Despite sabre rattling from some, Brits are actually quite evenly split on whether to give Spain more of a say over The Rock in return for better trading terms
Last weekend’s news was dominated by sabre rattling aimed at Spain over the future of Gibraltar, following revelations that the EU’s draft negotiating document proposed an effective veto for Spain over the terms of the UK’s Brexit deal applying to Gibraltar.
It was seen by some as an attempt by Spain to gain leverage over the Brexit negotiations and try to gain more influence over the territory. The spat culminated with former Tory leader Michael Howard drawing allusions to Mrs Thatcher’s military retaking of the Falkland Islands.
But for all the bellicose bluster, in targeting Gibraltar Spain seems to have hit upon a potentially effective tactic.
A new YouGov survey shows that one in three Brits would be willing to cede at least some sovereignty over Gibraltar to Spain in order to get a “much better” Brexit deal for the UK. A slightly higher proportion (37%) would not countenance such a move, whilst 30% don’t know.
The Brits most staunchly opposed to swapping sovereignty for better trade terms were UKIP voters (56%), the over-60s (54%), Conservative voters (49%) and Leave voters (48%).
By contrast, SNP voters (44%), Remain voters (41%), and under-25s (41%) were the most willing to consider giving Spain more of a say over The Rock in order to get a better Brexit deal.
Who should have sovereignty over Gibraltar in the first place?
Of course, Gibraltar’s status as a British territory is controversial for some (not least the Spanish). The fact that some people would consider ceding sovereignty could be down to the fact that they think Spain should have more control over Gibraltar in the first place.
In order to test how far this is the case, YouGov also asked people how and by whom they thought the territory should be governed. The status quo option is the overwhelming favourite, with 58% of Brits say that they want Gibraltar to remain a self-governing British territory.
However, more than one in five (22%) of those who want to see Gibraltar remain a self-governing British territory would be willing to allow Spain to have greater influence for the sake of an improved Brexit deal offer from the EU.

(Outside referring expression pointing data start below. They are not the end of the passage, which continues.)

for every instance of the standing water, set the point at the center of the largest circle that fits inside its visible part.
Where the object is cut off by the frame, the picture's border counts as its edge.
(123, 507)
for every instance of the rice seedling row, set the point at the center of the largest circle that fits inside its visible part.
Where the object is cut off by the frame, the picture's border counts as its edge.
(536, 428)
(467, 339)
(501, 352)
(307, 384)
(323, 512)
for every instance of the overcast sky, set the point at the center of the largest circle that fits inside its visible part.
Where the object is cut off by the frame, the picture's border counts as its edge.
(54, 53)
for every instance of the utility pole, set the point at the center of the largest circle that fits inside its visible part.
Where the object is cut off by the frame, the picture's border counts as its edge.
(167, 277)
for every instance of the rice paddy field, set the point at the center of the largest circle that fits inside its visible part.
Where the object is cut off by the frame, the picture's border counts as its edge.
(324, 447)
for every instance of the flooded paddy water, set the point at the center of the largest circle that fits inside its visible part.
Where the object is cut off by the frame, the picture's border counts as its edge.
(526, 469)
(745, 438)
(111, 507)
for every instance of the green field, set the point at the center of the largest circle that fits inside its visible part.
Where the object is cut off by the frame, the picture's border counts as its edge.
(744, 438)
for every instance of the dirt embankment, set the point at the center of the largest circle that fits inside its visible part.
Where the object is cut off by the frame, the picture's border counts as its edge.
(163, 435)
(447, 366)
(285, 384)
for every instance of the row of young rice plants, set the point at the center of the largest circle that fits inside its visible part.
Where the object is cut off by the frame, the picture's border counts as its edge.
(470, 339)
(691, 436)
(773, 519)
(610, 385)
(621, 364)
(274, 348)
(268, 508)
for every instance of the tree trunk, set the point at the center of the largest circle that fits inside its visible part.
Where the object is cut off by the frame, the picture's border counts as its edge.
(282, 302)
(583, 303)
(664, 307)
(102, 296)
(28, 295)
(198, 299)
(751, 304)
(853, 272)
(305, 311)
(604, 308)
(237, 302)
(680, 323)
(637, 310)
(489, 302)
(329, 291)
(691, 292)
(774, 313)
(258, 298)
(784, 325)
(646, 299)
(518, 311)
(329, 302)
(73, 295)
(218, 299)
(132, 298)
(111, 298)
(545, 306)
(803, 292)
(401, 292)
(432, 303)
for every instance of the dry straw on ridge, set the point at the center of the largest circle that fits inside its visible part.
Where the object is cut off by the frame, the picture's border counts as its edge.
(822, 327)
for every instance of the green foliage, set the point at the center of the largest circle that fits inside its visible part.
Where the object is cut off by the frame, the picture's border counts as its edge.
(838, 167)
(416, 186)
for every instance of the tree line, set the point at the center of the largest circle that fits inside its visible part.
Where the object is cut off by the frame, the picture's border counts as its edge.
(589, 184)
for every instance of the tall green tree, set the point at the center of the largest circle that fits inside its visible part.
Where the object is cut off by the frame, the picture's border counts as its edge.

Overall, around a fifth (19%) of Brits want Spain to have more sovereignty over Gibraltar than it does currently. Meanwhile, 8% of want Gibraltar to be a self-governing joint-British and Spanish territory, 5% want it to be a self-governing Spanish territory and 6% want to see it become Spanish again.
Unsurprisingly, for each of these groups the overwhelming majority – between 69% and 77% – said they would be willing to pass sovereignty of Gibraltar over to Spain for a better trade deal.